Les travailleurs frontaliers avec la Suisse et les emprunteurs polonais peuvent être concernés.

L'exposition des banques françaises au crédit en francs suisses reste limitée - Lesechos.fr

L’exposition des banques françaises au crédit en francs suisses reste limitée – Lesechos.fr

L’envolée du franc suisse après la décision de la banque centrale helvétique d’abolir son cours plancher face à l’euro ravive de mauvais souvenirs en France. Certains emprunteurs reprochent à leur banque de leur avoir accordé des prêts en francs suisses remboursables en euros sans les avoir, selon eux, assez informés sur le risque de change. Ainsi, lorsque la monnaie suisse s’apprécie, le montant à rembourser en euros augmente dans les mêmes proportions.

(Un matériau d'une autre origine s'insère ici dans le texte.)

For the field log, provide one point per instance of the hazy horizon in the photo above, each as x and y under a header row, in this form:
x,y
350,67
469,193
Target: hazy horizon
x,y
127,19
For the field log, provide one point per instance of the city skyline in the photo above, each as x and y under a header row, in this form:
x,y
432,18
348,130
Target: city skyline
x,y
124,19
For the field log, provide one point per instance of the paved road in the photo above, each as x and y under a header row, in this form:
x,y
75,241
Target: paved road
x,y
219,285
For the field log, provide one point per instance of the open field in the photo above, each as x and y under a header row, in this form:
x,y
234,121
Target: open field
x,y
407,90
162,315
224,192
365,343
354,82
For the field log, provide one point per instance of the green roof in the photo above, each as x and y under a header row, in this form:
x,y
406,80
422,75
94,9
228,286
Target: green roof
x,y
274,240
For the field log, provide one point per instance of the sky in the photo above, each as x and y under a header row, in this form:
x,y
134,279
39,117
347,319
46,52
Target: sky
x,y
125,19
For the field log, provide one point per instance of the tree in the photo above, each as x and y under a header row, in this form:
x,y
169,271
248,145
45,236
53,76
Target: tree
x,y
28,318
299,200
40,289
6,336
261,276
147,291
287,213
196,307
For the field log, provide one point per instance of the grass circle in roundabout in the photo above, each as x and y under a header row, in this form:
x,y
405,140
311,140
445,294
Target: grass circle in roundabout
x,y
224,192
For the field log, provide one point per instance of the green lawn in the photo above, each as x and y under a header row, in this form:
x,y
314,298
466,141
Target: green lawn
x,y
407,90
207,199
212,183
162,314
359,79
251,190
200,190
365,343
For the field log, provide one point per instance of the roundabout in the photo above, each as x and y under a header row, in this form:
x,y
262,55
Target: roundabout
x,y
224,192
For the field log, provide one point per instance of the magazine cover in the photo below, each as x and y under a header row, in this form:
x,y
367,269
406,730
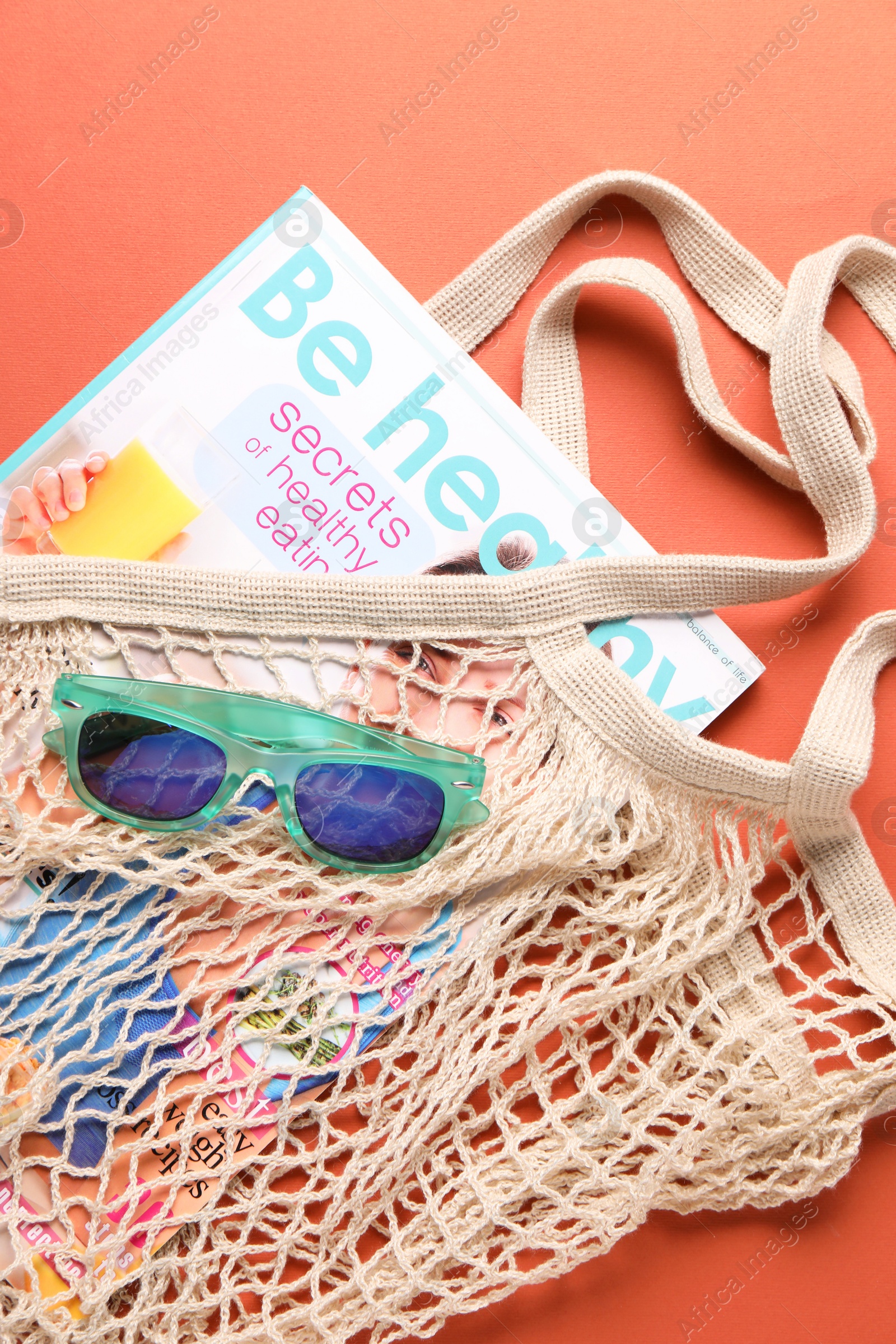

Le cas Helvet Immo, ce crédit immobilier distribué entre mars 2008 et décembre 2009 par BNP Paribas Personal Finance (PF), est emblématique, certains clients allant jusqu’à l’assigner au civil après avoir subi la baisse de la monnaie unique lors de la crise de la zone euro. « Depuis la mise en oeuvre du produit Helvet Immo, sur les 4.655 dossiers commercialisés, 2.743 ont été traités à la suite de la mobilisation des équipes dès le renversement de tendance en termes de change euro-franc suisse lors de la crise de l’euro […] », indique-t-on au sein de l’établissement de crédit. « Une fois la fébrilité actuelle sur les taux de change apaisée, BNP Paribas Personal Finance prendra les mesures adaptées à la situation individuelle de chacun. »

Une offre très rare

Au-delà de ce cas particulier, le risque pour une banque est que l’emprunteur se trouve à terme dans l’impossibilité de tout rembourser, voire qu’il se retourne contre elle. Or, ce type de risque a de fait peu de chances de se matérialiser. A titre d’exemple, il existe ainsi à la Société Générale des prêts immobiliers en francs suisses à destination de travailleurs frontaliers (résidents français) achetant un bien immobilier en France mais gagnant leur vie en francs suisses. Dans ce cas de figure, la hausse de la monnaie helvétique n’a pas d’impact sur le montant à rembourser. Ce type d’offre est d’autant plus rare que, depuis le 1er octobre dernier, les prêts libellés en devises étrangères à l’Union européenne sont plus encadrés en France.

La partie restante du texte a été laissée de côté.